Some sort of a ceremony was about to be enacted. The Indians, forty or fifty of them, were gathered in a square at the edge of the water. They were bedecked in native finery, their faces smeared with paint. A drum began pounding, then another and another. Several of the Indians began chanting.
“A war dance!” exclaimed Sam.
“Don’t be silly. The Indians haven’t been on the warpath in sixty years.”
“Are you sure?”
Johnny nodded. But there was a little frown on his forehead. Again they started toward the Indian group — now a frenzied group of chanting, dancing and stamping Indians.
They approached unseen, for the Indians — even the women and children on the outskirts — were enthralled by the dance. They were thirty feet away, when a sudden break in the square revealed what was going on inside. Sam Cragg cried out in horror.
“He’s got a snake in his mouth!”
Johnny had already seen. It was hard to believe, but it was true. One of the dancing Indians had a fat rattlesnake between his teeth; a live, squirming snake. On each side of the snake-biter, dancing Indians waved feathers to attract the snake’s fangs. Even as Johnny and Sam watched, the snake struck at a bundle of feathers.
Johnny nudged Sam and they began skirting the dancers, intending to reach the edge of the stream.
But it was too late. An Indian had spied them. He yelled suddenly and came for Johnny and Sam. There was a hissing snake in his fist.
“Yow!” cried Sam Cragg and jumped no less than six feet.

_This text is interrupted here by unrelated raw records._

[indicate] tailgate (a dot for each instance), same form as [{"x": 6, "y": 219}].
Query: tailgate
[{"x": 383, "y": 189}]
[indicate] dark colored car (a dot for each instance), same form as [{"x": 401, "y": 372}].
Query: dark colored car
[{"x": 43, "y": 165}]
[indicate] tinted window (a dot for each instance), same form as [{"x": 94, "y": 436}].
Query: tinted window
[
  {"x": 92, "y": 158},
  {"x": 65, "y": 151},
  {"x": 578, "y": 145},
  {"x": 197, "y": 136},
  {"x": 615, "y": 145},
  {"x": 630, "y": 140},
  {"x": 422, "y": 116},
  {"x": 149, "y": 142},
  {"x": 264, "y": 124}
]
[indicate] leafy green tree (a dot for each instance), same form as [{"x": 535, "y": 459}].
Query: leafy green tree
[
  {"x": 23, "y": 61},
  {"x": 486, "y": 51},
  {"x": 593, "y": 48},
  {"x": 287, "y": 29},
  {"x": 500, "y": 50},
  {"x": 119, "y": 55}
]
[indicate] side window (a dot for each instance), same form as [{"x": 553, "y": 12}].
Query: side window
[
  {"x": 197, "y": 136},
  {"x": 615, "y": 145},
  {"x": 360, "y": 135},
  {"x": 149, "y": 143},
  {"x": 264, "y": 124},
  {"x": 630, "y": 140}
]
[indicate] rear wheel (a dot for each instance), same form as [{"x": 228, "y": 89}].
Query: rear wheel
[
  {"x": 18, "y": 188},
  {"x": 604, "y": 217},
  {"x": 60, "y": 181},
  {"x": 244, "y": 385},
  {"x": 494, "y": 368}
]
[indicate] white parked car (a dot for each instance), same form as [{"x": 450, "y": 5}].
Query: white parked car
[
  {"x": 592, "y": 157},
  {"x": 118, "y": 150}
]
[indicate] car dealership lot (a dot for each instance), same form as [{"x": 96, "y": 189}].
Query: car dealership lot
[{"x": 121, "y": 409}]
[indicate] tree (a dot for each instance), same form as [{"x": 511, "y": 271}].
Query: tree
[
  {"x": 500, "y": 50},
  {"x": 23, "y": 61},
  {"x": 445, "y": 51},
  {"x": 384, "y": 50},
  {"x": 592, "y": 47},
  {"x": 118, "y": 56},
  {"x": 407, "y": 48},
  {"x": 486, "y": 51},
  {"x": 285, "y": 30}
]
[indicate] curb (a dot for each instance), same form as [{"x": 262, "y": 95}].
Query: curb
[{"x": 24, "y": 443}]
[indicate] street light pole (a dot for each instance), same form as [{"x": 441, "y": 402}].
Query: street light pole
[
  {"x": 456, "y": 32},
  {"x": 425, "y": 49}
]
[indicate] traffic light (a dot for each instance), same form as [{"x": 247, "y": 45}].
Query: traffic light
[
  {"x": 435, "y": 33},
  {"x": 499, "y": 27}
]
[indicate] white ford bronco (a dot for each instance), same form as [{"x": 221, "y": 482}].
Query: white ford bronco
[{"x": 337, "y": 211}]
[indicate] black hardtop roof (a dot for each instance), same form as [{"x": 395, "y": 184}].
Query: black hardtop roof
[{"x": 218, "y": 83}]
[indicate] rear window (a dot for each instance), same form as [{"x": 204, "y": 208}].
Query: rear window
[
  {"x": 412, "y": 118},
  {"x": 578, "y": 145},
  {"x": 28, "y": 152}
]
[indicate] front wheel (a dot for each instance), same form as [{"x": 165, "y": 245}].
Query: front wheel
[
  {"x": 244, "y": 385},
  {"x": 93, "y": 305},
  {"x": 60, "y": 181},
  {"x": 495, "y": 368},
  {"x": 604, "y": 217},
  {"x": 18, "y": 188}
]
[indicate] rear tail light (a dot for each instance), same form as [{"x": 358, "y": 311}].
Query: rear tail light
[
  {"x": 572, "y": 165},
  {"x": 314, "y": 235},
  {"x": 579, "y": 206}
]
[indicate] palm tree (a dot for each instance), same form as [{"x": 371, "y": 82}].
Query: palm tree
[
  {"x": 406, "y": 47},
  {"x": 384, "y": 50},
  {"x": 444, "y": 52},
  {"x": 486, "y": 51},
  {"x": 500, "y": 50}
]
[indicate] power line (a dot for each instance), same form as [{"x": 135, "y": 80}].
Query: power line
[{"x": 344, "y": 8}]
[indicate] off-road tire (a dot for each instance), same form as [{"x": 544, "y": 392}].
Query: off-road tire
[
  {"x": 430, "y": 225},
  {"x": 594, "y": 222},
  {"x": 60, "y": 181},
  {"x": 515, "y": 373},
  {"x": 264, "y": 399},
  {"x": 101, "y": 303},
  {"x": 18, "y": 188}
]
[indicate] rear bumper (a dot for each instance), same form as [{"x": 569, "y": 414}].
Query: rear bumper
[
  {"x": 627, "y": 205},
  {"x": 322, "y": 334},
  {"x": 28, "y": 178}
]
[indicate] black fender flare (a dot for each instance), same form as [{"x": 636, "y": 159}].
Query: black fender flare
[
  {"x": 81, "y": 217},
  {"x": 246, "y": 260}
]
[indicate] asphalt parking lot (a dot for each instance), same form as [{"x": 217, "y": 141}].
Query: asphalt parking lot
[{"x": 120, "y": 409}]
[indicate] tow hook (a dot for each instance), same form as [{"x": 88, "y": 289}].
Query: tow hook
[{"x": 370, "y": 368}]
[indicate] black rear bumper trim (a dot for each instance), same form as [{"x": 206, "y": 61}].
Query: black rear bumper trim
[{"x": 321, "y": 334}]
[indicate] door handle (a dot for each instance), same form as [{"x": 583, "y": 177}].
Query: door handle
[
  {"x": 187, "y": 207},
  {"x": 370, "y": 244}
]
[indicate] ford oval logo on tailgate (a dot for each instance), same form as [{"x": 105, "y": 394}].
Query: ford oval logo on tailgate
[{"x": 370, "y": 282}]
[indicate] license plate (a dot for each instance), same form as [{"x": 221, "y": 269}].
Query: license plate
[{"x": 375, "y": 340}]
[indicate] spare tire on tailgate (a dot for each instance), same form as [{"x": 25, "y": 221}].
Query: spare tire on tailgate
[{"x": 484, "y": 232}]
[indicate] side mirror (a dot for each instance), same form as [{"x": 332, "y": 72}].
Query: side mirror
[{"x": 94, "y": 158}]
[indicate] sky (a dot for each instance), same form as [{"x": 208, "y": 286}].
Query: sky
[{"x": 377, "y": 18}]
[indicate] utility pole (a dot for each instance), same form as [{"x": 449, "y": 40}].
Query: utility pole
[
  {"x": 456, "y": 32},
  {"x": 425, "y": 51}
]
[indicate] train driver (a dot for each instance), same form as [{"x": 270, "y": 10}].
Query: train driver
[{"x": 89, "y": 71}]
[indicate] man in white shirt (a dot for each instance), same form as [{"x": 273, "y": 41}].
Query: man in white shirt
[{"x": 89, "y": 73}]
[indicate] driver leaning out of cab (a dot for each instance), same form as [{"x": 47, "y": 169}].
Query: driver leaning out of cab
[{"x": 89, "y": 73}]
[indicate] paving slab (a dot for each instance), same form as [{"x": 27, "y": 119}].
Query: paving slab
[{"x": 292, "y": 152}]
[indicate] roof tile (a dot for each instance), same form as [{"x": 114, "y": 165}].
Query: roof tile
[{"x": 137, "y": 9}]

Johnny Fletcher stood his ground, although he was sure that the short hairs on the back of his head were standing up straight.
“Cut it out!” he exclaimed.
“Ai-yai-ai!” howled the Indian and thrust the snake’s head toward Johnny’s face.

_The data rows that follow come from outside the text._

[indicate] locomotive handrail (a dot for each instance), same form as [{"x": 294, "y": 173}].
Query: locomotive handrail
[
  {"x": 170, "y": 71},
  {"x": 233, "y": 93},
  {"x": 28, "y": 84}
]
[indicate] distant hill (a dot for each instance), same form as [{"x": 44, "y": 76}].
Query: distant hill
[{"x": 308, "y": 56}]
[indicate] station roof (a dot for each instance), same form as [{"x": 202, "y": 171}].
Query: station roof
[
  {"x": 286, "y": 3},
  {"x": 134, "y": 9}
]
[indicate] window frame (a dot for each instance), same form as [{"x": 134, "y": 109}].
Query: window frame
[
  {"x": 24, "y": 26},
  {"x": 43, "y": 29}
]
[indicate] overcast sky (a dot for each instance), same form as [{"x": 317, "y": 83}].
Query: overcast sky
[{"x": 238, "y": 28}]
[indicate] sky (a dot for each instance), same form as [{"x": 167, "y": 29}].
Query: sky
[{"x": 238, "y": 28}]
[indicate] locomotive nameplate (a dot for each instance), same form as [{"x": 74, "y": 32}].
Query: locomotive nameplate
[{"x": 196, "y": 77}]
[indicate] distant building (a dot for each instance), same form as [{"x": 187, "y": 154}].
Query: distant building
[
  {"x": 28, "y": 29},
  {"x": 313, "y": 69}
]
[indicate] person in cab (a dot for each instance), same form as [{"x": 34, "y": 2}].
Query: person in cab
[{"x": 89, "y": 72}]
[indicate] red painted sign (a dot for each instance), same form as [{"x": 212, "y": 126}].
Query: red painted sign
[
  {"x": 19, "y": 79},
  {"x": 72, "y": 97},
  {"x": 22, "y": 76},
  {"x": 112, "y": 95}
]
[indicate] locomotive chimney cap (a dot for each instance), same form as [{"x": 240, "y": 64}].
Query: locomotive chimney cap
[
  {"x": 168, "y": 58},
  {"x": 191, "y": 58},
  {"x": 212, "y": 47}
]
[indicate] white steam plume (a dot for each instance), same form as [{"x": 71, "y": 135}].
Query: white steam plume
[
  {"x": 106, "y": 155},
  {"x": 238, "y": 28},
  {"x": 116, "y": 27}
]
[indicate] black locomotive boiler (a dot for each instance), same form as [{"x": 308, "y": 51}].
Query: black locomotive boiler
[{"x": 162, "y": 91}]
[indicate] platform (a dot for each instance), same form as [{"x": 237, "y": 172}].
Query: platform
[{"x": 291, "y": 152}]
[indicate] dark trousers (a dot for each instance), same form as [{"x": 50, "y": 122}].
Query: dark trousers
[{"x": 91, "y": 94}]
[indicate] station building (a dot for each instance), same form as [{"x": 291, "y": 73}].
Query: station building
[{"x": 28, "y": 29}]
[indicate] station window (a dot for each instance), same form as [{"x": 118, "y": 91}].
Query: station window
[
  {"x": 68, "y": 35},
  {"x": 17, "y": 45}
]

Johnny ducked frantically and instinctively drove his fist into the Indian’s mouth. The Indian gasped and went over backwards, the snake flying from his hand. It missed Johnny by not more than an inch, hit the ground and began squirming away.
The Indian scrambled to his feet. He was a young brave, hideously painted and his face distorted by rage. Johnny backed away.
“Sorry, old man,” he said.
The Indian sprang at him. Johnny clinched with him, found that his strength had not yet returned and was borne backwards to the ground. Another Indian rushed in, pounced down and the two started to spread-eagle Johnny to the ground.
Then Sam Gragg came back. He reached down, took hold of each of the Indians and lifted them bodily off Johnny. Johnny scuttled out from underneath, got to his feet.
He looked past Sam Cragg, saw the entire Indian tribe swarming down on them.
“Let’s go, Sam!” he yelled.
Sam let go of the Indians and sprinted for the creek. Johnny was at his heels and behind them the entire Indian tribe. They hit the water at full stride. Luckily it was only a few inches deep and did not impede their progress.
They reached the shore on the far side and kept going. The Indians, however, did not follow past the water, but piled up on their own side and threw stones after Johnny and Sam.
Johnny and Sam slackened their speed after a few moments, then began cutting diagonally back toward the water, when they saw that the Indians were not pursuing them.
They reached the stream three or four hundred yards from the Indian camp, dropped to their stomachs and dipped their faces into the water. It was quite cool and they drank deeply.
After a moment they got up and grinned at one another. “Fifteen minutes ago I thought I was a goner,” said Sam.
Johnny chuckled. “That was when we didn’t know there was any water nearby. I felt better the minute I saw the water.”
Sam nodded toward the Indians. “That snake stuff...!” he shuddered.